My connection to the Windy City is, I’m trying to get at, slight and superficial at best. Which is why the choice to listen to every single Dead show (within certain stringent, yet highly arbitrary limits) ever played in Chicago confuses me.

We begin with 12/3/79 at the Uptown Theater. (What a wonderful name: it grounds you in place and lifts you up simultaneously, poetry by excision…plus, none of that excruciating use of the British spelling bullshit. Theater is an American invention, and for that matter, so is the English language.  Fuck England. Y’know why? Because it’s Friday night and I’m home eating fried chicken and blathering on semi-nonsensically about a band led by a man who married a woman named fucking Mountain Girl. I can’t decide whether I’m a fox or a hedgehog when it comes to bad decisions: have I made one big awful choice, or millions of tiny horrid one? At least I have my chicken.)

A show without much acclaim, from a year that gets very little attention, in a city that at first glance looks like it was more immune to the charms of our favorite drug-soaked gibbons than other cities.  They played Boston, an exponentially smaller city, the same number of times; Philly, an exceptionally smelly and pointless place, more.

Maybe it was the relative dearth of colleges. Maybe the Dead made the (entirely righteous and Godly) decision that if these pork-infused Chicagoans insisted on calling that gooey tomato abortion ‘pizza’, then they were people to have no truck with. Maybe it was the fact that the Picasso sculpture used to have a dick before a certain someone punched it off. These are all logical and historically plausible reasons, especially the thing about Billy. The entire day before, he could be heard muttering darkly, “Modernist bullshit. Its eyes are like the eyes of every slum owner who made a buck off the small and weak. And of every building inspector who took a wad from a slum owner to make it all possible. I’m gonna punch it in the dick.”
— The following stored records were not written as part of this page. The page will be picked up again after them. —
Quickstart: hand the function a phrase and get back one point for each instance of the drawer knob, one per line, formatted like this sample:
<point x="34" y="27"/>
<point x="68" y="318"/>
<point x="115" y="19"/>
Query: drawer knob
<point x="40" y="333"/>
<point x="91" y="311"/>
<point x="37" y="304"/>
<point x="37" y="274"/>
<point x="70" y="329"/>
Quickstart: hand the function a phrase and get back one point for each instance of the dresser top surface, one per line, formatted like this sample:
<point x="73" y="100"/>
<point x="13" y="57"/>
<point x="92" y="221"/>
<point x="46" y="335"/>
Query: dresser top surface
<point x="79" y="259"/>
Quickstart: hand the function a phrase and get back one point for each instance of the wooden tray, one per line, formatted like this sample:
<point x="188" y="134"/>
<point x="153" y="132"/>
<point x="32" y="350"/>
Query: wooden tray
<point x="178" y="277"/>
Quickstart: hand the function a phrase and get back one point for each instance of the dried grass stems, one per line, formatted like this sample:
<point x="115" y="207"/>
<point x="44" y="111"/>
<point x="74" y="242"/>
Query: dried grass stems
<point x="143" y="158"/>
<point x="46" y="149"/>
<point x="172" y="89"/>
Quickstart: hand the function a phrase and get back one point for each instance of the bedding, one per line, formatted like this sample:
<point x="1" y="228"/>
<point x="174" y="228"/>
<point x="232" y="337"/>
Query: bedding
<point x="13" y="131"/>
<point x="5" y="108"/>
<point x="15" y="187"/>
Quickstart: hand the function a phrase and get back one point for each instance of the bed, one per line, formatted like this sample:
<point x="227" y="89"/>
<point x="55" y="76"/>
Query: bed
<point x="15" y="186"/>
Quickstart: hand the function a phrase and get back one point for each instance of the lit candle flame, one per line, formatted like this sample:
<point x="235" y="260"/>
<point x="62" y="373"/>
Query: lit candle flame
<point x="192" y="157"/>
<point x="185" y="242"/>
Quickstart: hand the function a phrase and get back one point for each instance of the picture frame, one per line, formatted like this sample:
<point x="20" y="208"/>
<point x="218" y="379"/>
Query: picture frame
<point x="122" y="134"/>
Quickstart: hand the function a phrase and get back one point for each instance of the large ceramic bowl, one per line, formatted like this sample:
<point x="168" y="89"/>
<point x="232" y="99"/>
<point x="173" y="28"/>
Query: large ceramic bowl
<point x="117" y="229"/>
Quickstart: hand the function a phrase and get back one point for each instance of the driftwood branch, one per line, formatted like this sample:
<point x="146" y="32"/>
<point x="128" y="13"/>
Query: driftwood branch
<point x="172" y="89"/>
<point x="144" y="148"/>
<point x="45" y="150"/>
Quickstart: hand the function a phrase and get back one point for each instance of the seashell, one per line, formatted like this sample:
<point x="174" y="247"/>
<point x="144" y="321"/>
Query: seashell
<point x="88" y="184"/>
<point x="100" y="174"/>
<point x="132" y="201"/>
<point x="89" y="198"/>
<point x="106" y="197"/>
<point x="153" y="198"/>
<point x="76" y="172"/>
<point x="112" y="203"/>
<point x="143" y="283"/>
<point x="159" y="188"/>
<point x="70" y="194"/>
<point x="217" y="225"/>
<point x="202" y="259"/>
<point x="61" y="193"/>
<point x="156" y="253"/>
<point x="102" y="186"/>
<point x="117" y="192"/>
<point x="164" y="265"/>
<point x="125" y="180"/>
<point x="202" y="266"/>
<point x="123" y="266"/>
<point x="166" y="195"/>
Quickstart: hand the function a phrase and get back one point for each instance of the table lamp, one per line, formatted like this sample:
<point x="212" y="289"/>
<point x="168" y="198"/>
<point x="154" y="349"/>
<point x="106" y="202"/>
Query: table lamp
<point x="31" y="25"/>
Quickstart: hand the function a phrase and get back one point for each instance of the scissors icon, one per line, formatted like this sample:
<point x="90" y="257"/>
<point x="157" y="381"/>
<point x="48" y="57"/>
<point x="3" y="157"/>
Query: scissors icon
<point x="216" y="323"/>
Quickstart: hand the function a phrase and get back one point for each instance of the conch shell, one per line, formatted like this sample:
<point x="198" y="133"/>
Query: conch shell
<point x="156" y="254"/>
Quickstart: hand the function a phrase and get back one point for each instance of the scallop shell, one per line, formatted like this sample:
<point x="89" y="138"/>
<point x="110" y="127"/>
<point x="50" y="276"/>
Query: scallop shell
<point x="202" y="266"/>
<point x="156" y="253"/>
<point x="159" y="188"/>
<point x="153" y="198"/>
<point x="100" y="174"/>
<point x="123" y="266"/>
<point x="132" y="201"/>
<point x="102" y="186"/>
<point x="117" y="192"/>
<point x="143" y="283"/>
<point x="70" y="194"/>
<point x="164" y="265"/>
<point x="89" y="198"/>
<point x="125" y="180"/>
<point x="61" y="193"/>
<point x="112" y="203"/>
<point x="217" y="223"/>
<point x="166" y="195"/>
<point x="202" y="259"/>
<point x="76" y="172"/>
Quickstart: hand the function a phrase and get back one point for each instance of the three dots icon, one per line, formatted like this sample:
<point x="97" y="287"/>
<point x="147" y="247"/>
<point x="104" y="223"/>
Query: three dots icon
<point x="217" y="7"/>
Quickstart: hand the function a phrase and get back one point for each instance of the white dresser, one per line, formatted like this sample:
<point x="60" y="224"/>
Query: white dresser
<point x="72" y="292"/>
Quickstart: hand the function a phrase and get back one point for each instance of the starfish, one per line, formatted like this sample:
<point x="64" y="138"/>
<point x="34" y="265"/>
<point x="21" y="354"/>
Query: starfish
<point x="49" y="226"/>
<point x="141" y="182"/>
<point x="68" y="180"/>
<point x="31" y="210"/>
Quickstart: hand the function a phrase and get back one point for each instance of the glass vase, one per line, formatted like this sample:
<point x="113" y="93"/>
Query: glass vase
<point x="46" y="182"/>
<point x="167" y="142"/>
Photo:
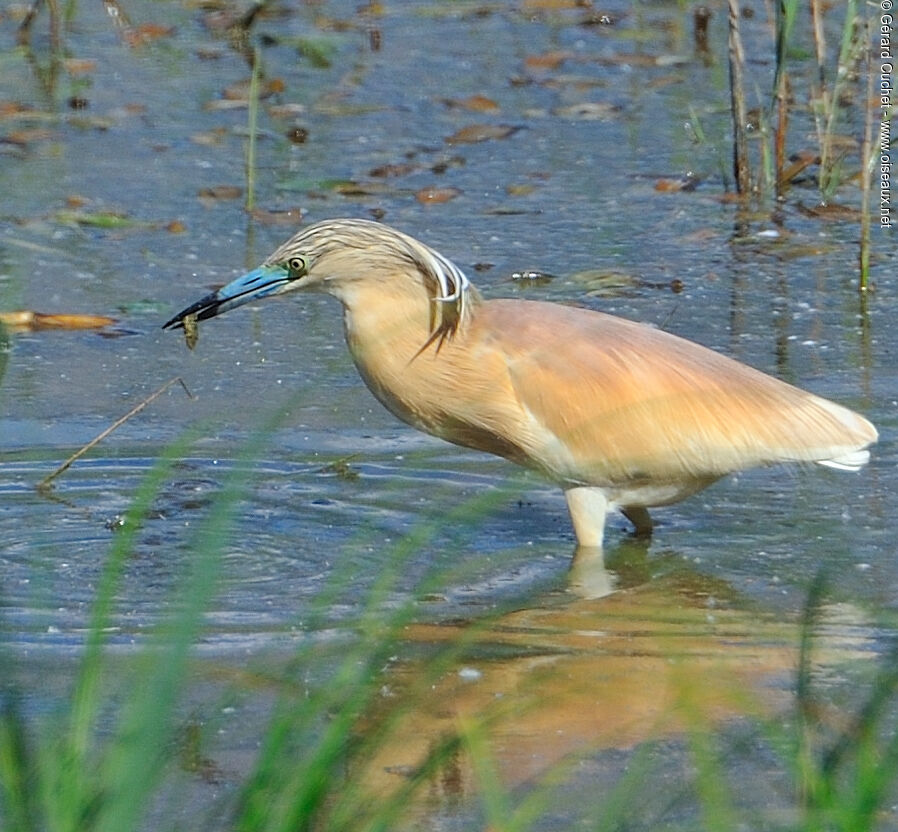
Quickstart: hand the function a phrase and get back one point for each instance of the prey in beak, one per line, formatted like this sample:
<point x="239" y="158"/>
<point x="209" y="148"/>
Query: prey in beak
<point x="257" y="284"/>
Anyway, check out the propulsive Jack-A-Roe, slathered in Brent’s Fender Rhodes (the shag carpet of musical instruments). Compare the warm, friendly sound to Keith’s BLOCK CHORDS OF DOOM during the his last years with the band. (They’re actually even quite notable as early as Fall of ’77, the entirety of wich I recently finished listening to. Sweet sweaty Christ, I need a woman in my life. Or a tapir.)